Leave-one-out Cross Validation of the elastic net regression model based on the primary (top) and secondary (bottom) screens for normal and cancer cell lines after logarithmic transformation on the data. Each of the 140 point in these figures corresponds to one of the 140 drugs. “Regression” refers to –log of the viability predicted by the regression model using all data from the other 139 drugs as training set, while “Measured” refers to –log of the actual viability measured for the drug or drug combination. Note that, as in Figure 4, only the secondary screen leads to predictive models with significant R 2 for both cell types. The R 2 for the Cancer cell lines is considerably better using the log transformation.

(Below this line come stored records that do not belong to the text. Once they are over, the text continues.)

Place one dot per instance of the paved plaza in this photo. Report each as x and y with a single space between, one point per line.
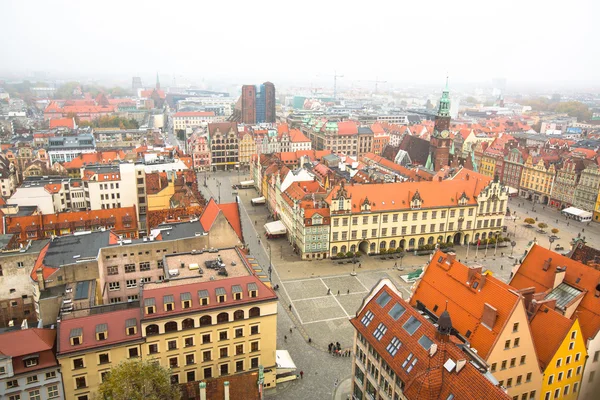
324 318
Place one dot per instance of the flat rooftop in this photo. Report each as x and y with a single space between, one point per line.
210 264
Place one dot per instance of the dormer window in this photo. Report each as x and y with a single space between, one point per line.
169 302
186 300
252 290
76 336
31 361
203 296
131 326
102 332
221 295
150 305
237 292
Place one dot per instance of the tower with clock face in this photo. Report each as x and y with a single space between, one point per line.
440 142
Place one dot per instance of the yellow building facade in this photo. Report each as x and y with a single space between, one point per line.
408 215
563 373
537 181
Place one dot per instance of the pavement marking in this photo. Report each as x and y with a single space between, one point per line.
339 304
326 320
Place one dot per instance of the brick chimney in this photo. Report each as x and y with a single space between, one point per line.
489 315
202 386
559 276
226 384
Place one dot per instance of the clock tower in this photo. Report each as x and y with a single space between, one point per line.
440 142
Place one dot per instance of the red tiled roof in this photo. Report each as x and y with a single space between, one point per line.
116 325
428 379
548 329
444 284
531 274
395 196
195 114
62 122
264 293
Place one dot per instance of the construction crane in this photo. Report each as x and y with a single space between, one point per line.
335 76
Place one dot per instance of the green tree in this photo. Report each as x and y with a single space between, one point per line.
138 380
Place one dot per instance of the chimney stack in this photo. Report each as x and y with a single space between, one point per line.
202 386
226 390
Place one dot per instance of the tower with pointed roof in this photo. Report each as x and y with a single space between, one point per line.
440 142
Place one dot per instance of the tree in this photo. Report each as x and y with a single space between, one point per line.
138 380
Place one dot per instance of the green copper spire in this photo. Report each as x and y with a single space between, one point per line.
444 108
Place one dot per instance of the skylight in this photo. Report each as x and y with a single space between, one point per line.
397 311
380 331
425 342
411 325
394 346
367 318
383 299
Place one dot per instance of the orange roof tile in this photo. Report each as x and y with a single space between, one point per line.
448 283
548 329
531 274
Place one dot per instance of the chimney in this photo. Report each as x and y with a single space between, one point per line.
226 384
473 271
460 364
39 274
482 282
547 264
559 276
489 315
202 386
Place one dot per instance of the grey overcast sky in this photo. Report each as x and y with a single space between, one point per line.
527 41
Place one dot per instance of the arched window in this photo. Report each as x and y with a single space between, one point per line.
206 320
171 326
152 330
187 323
222 317
239 314
254 312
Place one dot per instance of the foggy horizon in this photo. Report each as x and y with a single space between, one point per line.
528 44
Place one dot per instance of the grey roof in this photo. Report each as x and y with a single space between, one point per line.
186 296
63 249
76 332
181 230
168 299
236 289
563 294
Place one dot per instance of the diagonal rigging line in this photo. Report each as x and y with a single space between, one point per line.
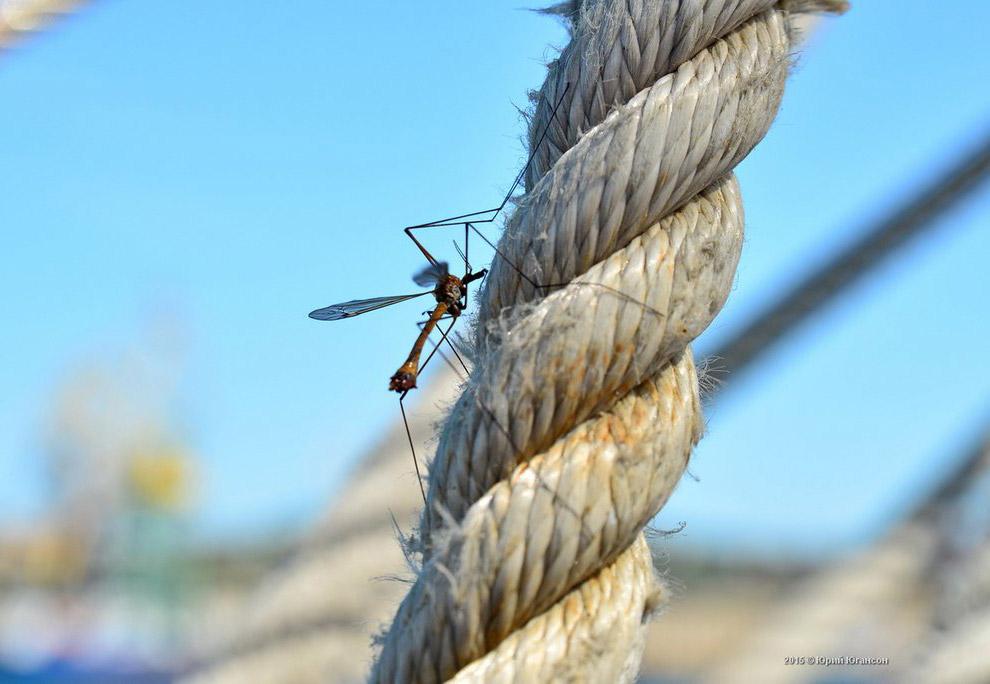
827 281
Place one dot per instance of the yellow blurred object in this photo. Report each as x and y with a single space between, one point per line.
160 479
21 16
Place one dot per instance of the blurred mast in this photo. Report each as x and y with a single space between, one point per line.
827 281
19 17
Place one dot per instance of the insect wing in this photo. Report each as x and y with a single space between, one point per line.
356 307
431 275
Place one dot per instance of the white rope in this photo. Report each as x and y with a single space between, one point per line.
582 411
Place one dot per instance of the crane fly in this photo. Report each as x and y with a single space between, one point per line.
449 291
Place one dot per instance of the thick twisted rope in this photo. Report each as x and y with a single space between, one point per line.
582 410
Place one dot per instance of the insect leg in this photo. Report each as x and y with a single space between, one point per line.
405 421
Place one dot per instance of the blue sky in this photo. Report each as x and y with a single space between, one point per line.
237 166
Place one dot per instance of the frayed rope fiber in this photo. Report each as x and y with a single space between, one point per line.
582 409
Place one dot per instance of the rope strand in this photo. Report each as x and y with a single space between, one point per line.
582 410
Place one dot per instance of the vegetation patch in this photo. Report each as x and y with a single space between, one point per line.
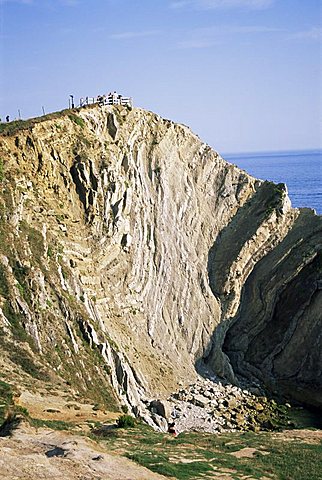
200 455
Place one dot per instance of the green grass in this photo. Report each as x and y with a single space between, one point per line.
1 170
197 455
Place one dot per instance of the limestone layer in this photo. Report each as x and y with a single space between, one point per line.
132 254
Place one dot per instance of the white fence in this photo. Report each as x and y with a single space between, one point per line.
112 99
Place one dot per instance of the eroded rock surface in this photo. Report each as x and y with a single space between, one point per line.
131 253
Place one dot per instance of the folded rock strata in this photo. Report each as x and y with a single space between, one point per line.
132 256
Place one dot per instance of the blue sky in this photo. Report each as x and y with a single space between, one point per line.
245 75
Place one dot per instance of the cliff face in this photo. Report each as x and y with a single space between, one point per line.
132 253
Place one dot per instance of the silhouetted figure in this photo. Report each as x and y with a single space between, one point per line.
172 429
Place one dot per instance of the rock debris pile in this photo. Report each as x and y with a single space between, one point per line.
215 407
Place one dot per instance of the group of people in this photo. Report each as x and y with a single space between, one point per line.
112 98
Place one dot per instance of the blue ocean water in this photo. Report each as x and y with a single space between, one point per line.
300 170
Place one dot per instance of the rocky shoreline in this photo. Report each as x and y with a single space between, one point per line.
215 406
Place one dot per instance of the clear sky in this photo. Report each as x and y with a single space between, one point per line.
245 75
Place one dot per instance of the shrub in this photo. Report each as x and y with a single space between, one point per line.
125 421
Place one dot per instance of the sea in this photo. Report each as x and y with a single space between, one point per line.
300 170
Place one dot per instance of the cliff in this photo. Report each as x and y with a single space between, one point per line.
133 256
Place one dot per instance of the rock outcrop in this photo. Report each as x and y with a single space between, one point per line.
133 256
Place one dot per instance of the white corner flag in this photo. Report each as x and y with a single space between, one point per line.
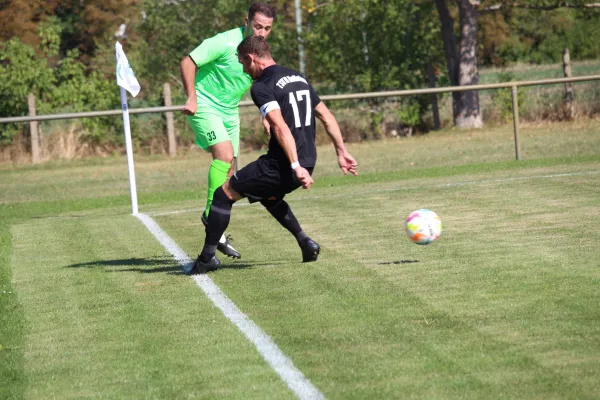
127 81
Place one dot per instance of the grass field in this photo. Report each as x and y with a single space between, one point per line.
504 305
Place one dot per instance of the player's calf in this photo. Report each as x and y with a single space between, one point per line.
310 250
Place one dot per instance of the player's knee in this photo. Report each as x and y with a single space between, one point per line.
229 192
220 197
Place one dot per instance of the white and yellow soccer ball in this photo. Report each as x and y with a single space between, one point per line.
423 226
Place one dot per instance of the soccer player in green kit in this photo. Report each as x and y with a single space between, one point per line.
214 82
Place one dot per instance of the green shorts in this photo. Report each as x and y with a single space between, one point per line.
212 127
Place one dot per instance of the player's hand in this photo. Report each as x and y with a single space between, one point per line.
347 163
304 177
190 106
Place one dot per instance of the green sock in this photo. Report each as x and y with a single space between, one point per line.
217 175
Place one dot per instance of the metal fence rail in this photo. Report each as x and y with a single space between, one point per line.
394 93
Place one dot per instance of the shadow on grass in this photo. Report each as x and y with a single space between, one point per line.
157 265
399 262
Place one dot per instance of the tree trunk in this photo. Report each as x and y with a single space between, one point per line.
469 115
450 51
462 66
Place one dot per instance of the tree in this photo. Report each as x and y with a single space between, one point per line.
462 60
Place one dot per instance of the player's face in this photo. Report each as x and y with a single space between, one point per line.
260 25
248 65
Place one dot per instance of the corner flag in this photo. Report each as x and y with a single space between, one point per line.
125 76
127 81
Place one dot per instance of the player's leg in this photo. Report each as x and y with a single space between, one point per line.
281 211
218 220
211 135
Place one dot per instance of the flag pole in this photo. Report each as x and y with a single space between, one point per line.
129 150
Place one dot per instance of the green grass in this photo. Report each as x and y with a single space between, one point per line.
505 304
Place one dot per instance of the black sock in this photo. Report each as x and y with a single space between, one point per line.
218 220
282 212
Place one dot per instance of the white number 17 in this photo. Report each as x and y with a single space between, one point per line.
299 95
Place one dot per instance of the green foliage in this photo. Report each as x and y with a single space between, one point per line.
410 113
502 98
63 86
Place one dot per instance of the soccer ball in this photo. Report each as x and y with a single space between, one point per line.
423 226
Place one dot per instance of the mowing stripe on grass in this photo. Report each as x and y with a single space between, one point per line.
437 186
284 367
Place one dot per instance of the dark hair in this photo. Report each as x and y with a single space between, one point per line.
256 45
261 8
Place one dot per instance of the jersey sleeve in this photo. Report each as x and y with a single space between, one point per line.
314 97
209 50
264 98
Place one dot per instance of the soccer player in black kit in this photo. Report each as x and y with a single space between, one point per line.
289 104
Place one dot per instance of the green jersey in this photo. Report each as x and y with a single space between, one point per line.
220 79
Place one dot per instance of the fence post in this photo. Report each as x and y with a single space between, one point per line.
434 104
170 123
33 130
516 120
568 106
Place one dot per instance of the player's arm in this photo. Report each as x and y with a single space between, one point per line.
209 50
345 160
284 137
266 126
188 75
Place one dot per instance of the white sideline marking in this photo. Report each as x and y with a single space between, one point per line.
284 367
443 185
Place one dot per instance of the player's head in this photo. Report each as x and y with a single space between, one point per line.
260 19
255 55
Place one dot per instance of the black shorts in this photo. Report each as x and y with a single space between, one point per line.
265 179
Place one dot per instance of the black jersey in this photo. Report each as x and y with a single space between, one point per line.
286 89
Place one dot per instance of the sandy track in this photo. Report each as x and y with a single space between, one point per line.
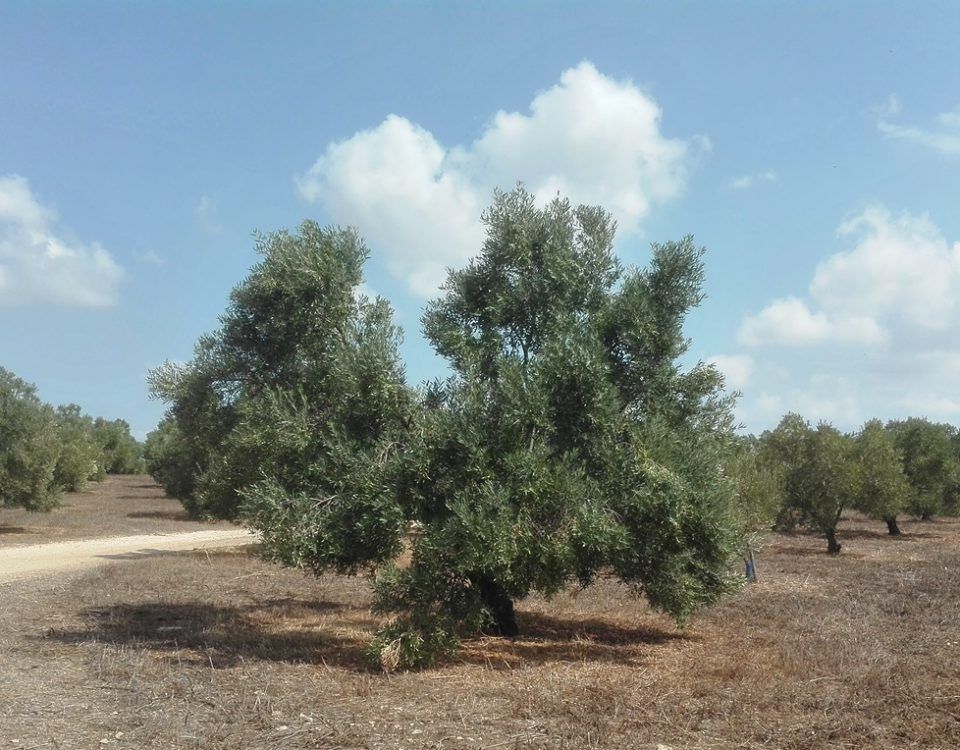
42 559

In addition to a regression model that can be used to predict the efficacy of drugs that have not been tested, the β i coefficients can be used to rank kinases in terms of their relevance in the regression. Therefore, these coefficients identify the kinases whose inhibition is associated to a decrease in the cell viability. A ranking based on the differential β i C - β i N , where the index N and C identify the regression model of the cancer and normal cells, gives insight on specific pathways important for a selective response of cancer cells. Table 2 shows a list of kinases ranked in terms of β i C - β i N , where the coefficients have been obtained using the logarithmic data transformation on the secondary screen.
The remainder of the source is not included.